Há cerca de uma semana passei uma tarde a arrumar livros que tinham ficado para trás, na casa onde nasci, onde me criaram e onde não voltarei a dormir. A casa está agora desabitada. Está muda, vazia. Imagino que à noite se oiça, ainda mais, a chuva sobre o velho telhado, o vento empurrando os ramos da laranjeira contra a janela do meu quarto, o ruído dos motores acelerando estrada fora até se calarem ao longe. Mas só o posso imaginar, pois já lá não estou. Do que ali vivi sobra apenas a memória. Algumas fotografias também. E sobretudo os livros que li no tempo em que lá dormia, quando ali morava a minha segura retaguarda. Foram eles, os livros, os sinais que fui deixando ficar, como aviso de que não havia partido para sempre. Agora que tudo acabou, trouxe-os comigo. Os últimos, que não couberam na mala do carro, virão na próxima jornada. São um elo, são muito do que fui, são um pouco do que sou, deixei de ser ou jamais serei. Percebo-o agora quando regresso, com ou sem surpresa, aos sublinhados obstinados, seguros, ingénuos ou dementes.
Lenine, Como iludir o povo com os slogans de igualdade e de liberdade [Centelha, 1974]
Lido em algum momento durante os meses do PREC, provavelmente ainda em 74. Uma obra de referência na reconhecível escrita martelada de Lenine, que o rasto da Revolução de Outubro transformaria em template universal e intemporal. Na época, como mais de cinquenta anos antes na Rússia soviética – fora originalmente um discurso pronunciado em Maio de 1919, nitidamente decalcado de O Estado e a Revolução – este texto simplificava o complexo para dissipar a dúvida das almas bolcheviques menos firmes na recusa da democracia parlamentar.
«Quando só houver no mundo trabalhadores e as pessoas se esquecerem de pensar em como era possível ser um membro da sociedade e não um trabalhador – isto não acontecerá tão cedo, e a culpa é dos cavalheiros burgueses, assim como dos cavalheiros intelectuais burgueses – então seremos pela liberdade de reunião para todos, mas hoje a liberdade de reunião para todos, mas hoje a liberdade de reunião significa liberdade de reunião dos capitalistas, dos contra-revolucionários. Lutamos contra eles, e havemos de abolir essa liberdade.
Estamos numa batalha – é este o significado da ditadura do proletariado. Passaram os dias do socialismo ingénuo, utópico, fantasista, mecânico e intelectual, quando se pensava que bastava convencer a maioria das pessoas e pintar um belo quadro da sociedade socialista (…).
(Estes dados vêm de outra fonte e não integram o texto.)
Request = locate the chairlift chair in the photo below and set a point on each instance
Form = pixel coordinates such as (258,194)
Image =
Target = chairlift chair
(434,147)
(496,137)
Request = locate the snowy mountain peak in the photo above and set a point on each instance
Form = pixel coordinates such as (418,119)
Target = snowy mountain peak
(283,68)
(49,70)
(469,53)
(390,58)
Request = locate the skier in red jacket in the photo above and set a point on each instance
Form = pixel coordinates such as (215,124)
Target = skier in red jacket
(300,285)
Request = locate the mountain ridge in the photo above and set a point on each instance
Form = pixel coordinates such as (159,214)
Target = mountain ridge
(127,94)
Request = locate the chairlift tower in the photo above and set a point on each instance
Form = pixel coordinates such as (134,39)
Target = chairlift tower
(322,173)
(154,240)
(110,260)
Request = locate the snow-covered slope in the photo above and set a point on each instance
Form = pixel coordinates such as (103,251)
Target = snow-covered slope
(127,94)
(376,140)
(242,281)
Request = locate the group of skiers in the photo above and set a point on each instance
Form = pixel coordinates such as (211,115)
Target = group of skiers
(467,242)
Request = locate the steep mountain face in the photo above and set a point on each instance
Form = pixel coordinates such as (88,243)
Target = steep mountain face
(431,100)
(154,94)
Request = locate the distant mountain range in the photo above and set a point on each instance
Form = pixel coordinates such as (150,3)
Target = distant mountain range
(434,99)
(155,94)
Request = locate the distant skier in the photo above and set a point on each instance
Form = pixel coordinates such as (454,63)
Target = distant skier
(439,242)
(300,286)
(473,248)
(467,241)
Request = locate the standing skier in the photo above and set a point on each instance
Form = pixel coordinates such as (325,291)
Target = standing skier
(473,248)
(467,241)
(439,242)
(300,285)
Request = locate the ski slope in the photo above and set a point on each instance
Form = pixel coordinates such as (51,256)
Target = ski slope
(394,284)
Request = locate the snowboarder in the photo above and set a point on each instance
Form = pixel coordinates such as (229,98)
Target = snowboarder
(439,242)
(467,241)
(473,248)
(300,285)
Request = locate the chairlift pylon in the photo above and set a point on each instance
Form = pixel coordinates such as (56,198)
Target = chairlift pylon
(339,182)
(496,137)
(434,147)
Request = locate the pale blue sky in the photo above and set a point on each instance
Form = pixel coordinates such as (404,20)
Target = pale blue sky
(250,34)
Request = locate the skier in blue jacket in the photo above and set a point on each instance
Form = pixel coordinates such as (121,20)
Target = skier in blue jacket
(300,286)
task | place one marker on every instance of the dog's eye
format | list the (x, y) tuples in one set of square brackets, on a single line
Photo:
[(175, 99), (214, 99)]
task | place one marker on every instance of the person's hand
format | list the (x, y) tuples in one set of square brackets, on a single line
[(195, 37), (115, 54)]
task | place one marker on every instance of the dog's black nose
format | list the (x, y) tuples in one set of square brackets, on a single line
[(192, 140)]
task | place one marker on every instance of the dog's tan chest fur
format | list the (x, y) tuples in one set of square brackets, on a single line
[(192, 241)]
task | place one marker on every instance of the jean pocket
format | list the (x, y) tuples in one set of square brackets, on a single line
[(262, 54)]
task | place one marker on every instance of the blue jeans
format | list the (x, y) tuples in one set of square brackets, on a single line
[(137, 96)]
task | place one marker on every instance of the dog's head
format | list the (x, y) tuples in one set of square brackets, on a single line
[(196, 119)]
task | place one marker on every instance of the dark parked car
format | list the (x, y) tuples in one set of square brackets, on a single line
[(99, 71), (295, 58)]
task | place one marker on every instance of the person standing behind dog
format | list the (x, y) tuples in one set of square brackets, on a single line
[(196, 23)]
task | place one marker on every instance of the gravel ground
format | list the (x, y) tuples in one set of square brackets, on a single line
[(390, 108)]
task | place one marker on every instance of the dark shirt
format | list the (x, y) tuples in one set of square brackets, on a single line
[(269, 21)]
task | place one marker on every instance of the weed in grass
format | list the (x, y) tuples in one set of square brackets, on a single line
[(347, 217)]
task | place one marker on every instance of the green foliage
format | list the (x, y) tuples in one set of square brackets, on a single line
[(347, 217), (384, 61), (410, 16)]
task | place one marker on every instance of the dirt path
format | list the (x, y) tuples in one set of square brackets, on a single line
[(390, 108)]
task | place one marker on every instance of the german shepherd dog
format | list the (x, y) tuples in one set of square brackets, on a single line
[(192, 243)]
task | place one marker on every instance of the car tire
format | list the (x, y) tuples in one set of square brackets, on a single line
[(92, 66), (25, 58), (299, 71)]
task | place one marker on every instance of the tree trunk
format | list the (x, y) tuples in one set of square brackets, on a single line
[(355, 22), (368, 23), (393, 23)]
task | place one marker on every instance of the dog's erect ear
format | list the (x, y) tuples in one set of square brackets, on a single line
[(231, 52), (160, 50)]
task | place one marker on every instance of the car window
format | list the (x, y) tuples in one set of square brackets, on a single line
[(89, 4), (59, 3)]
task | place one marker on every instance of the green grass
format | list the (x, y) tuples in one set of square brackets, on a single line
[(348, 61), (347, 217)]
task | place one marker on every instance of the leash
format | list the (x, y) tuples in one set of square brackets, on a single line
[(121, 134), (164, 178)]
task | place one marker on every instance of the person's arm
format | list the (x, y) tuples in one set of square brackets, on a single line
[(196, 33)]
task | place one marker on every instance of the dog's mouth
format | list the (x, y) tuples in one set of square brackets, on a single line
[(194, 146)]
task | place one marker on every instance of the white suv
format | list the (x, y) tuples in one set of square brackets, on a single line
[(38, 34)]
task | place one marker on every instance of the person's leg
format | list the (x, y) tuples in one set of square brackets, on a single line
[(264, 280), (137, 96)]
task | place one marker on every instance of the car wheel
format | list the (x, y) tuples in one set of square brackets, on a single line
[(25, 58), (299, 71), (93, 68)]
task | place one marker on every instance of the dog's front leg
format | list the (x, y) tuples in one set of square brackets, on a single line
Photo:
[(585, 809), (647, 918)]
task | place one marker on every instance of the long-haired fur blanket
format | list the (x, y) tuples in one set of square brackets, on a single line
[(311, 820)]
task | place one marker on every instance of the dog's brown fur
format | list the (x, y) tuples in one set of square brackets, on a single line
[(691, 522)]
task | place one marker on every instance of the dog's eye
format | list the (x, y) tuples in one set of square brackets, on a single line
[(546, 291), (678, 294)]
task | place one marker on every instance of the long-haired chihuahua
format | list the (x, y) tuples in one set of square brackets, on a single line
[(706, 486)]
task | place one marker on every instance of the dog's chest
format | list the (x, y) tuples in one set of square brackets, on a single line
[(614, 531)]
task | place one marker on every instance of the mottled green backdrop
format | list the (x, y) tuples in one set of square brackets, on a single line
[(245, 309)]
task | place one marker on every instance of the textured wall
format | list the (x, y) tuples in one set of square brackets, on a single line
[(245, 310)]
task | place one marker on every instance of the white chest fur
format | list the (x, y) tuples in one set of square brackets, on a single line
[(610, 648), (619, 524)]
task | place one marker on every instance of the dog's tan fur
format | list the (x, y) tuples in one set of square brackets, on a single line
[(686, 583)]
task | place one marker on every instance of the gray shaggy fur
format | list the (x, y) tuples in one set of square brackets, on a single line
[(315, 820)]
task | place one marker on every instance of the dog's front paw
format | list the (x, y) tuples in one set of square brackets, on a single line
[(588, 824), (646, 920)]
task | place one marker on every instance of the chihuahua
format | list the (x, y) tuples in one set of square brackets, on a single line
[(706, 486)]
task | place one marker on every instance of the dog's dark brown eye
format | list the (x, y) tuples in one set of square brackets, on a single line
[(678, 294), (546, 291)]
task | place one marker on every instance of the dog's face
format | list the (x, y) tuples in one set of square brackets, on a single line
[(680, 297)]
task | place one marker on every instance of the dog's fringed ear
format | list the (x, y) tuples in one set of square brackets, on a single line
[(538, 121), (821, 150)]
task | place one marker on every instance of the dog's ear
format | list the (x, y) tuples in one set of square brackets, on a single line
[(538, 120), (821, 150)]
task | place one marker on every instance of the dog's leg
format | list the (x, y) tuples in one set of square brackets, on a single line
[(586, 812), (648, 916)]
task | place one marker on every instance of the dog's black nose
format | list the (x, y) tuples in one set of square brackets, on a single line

A Humanidade só pode atingir o Socialismo através da Ditadura do Proletariado. Ditadura é uma palavra crua, séria, sangrenta e terrível, e tais palavras não devem ser atiradas levianamente. Se os Socialistas lançaram um tal slogan é porque sabem que a classe dos exploradores só cederá em resultado duma luta desesperada e sem piedade e tentará disfarçar o seu domínio por meio das mais variadas palavras agradáveis.»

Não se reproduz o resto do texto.